YAZAR VE YÖNETİCİLERDEN DESTEKMollaveisoğlu'nun gazetede yayınlanmadığı için sosyal medyada paylaştığı yazısında Cumhuriyet'in çok sayıda yazar ve yöneticisi de destek verdi.
Yazı İşleri Müdürü Ferda Ongun: Gazetecinin görevi aynı zamanda mesleğinin onurunu korumaktır. Genel yayın yönetmenim Tuncay Mollaveisoğlu onurlu bir gazetecidir. Gazetede yayınlanmayan 'tarihi' yazıyı okumanızı öneririm.
Köşe yazarı Barış Terkoğlu: Cumhuriyet, yalnızca bir gazete değildir. Atatürk devrimlerinin kalesidir. Özgür gazeteciliğin 100 yıllık markasıdır. Bu marka ve büyük değer; Türkiye Cumhuriyeti’nin, halkın ortak değeridir.
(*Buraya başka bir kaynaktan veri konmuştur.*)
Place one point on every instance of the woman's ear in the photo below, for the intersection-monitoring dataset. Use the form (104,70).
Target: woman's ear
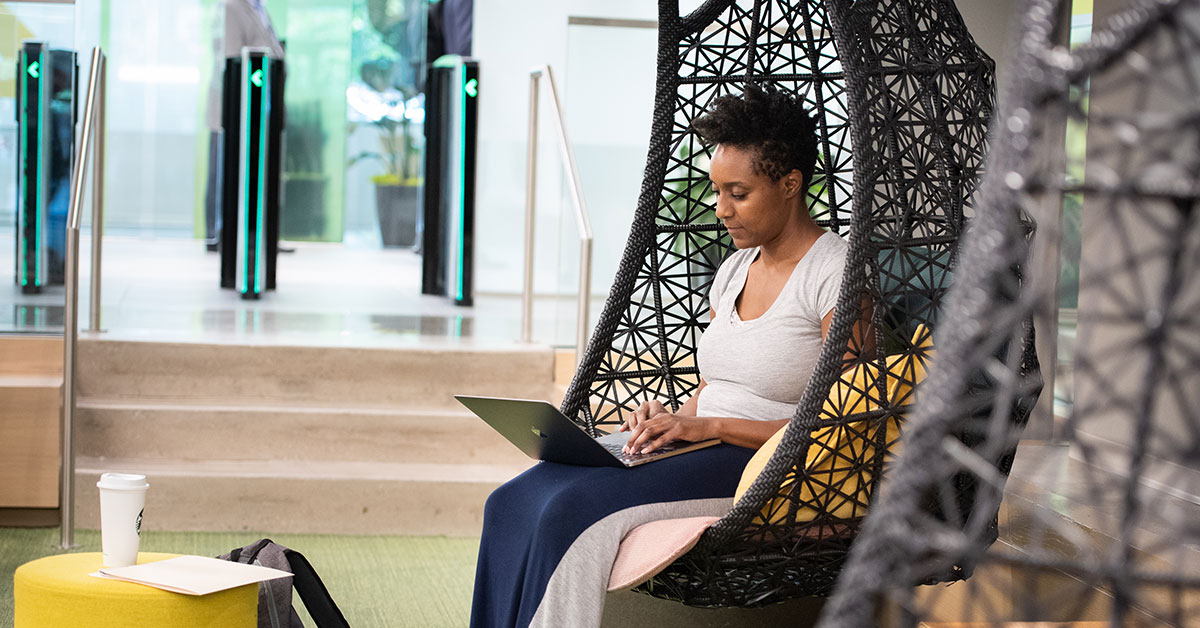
(793,184)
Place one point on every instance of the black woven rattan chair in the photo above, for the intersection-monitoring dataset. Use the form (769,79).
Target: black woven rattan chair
(1109,530)
(903,96)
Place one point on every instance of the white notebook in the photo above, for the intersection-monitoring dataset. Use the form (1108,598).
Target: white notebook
(193,575)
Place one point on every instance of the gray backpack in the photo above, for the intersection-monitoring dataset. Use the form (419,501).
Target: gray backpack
(275,596)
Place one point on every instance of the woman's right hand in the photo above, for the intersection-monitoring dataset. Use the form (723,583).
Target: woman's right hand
(648,410)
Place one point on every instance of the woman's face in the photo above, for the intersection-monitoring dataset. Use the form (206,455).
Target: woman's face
(754,209)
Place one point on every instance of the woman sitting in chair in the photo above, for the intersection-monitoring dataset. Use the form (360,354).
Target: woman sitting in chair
(550,536)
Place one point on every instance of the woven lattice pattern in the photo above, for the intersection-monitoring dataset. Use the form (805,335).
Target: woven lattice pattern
(903,97)
(1102,527)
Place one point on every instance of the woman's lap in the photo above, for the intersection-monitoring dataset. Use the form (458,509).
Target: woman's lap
(531,522)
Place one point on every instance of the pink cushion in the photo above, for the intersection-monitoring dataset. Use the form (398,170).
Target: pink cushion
(651,546)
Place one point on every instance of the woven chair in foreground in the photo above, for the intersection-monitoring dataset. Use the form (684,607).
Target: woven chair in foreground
(1108,531)
(903,96)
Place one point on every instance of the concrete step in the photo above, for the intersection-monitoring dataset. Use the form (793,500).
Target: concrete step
(30,410)
(124,429)
(309,497)
(213,374)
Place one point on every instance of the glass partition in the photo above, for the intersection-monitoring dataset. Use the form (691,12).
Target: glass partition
(35,145)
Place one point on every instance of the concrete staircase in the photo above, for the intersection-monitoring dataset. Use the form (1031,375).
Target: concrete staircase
(321,440)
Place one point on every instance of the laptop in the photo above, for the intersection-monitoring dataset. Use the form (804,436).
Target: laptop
(544,432)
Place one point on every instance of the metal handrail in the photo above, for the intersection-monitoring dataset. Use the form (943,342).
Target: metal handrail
(582,221)
(71,314)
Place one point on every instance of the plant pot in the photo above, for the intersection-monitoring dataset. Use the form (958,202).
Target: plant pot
(304,207)
(396,207)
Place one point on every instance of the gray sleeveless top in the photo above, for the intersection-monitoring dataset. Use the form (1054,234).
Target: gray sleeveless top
(757,369)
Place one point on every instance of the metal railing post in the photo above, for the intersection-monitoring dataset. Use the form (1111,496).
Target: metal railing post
(97,198)
(582,221)
(71,310)
(531,202)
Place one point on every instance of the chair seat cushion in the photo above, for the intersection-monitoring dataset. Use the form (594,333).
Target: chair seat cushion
(838,461)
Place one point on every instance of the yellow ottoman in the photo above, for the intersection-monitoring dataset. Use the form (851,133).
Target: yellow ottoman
(58,592)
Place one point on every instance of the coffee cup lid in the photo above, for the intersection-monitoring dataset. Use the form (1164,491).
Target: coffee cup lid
(123,482)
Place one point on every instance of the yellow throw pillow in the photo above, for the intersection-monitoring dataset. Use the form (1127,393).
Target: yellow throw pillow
(838,449)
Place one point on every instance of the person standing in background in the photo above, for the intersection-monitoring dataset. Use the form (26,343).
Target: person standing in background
(243,23)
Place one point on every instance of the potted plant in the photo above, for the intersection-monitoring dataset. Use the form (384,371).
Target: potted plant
(391,111)
(304,174)
(389,100)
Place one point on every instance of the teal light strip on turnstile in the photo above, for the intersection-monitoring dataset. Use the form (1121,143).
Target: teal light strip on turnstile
(245,160)
(264,108)
(37,161)
(22,179)
(462,184)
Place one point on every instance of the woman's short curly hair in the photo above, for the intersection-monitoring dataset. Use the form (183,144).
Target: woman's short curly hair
(768,121)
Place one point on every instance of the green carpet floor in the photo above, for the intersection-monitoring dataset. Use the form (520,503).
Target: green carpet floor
(377,581)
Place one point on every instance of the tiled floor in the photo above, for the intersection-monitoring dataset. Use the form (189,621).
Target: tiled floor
(328,294)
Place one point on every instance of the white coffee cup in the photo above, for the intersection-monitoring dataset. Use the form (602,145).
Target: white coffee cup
(123,497)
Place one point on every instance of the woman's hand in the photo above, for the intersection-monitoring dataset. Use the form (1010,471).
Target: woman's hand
(643,412)
(663,428)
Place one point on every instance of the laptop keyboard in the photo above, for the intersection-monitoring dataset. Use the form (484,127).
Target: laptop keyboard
(618,449)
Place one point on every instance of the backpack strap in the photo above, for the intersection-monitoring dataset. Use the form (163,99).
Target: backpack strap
(313,593)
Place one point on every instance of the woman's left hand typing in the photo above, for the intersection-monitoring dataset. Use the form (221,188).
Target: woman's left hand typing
(664,428)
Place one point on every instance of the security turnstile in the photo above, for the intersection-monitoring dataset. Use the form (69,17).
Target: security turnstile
(451,114)
(252,118)
(46,115)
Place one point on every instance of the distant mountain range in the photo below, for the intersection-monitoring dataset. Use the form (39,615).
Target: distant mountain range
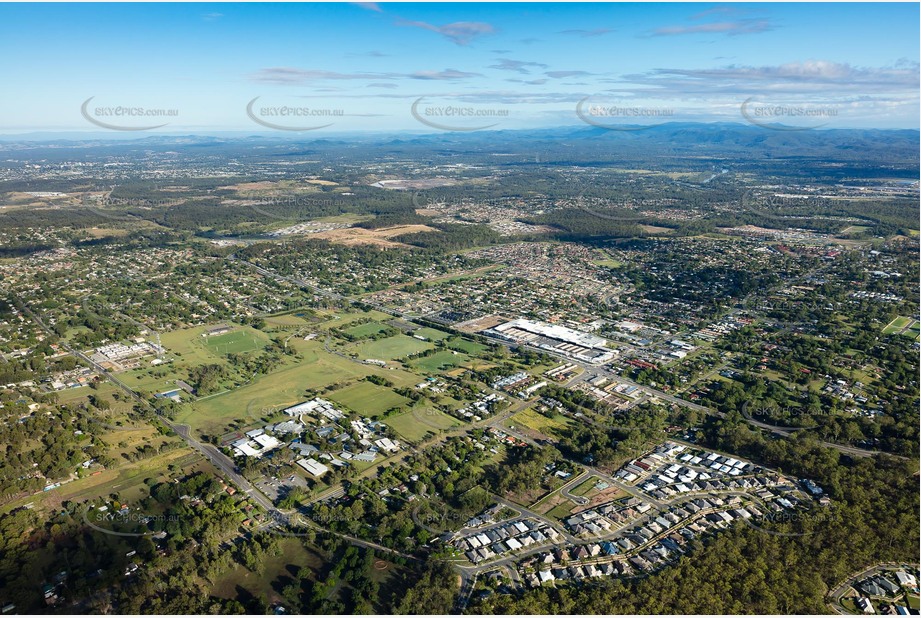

Köşe yazarları Barış Pehlivan ve Murat Ağırel: (Alıntı yapıyorlar) "Cumhuriyet yalnızca bir gazete değildir… Atatürk devrimlerinin kalesidir… Özgür gazeteciliğin 100 yıllık markasıdır… Bu marka ve büyük değer Türkiye Cumhuriyeti’nin, halkın ortak değeridir. Cumhuriyet gazetesinin iç gücü, büyük özveri ve gazetecilik aşkı ile çalışan emekçileri, dış gücü ise gazetenin gerçek sahibi okurlarıdır! Cumhuriyet gazetesinin tarihsel mirasına, gazetemizin şehitlerine, Uğur Mumculara borcumuz ödenemez. Cumhuriyet’te hiçbir kişi ve makam gazetenin üzerinde değildir."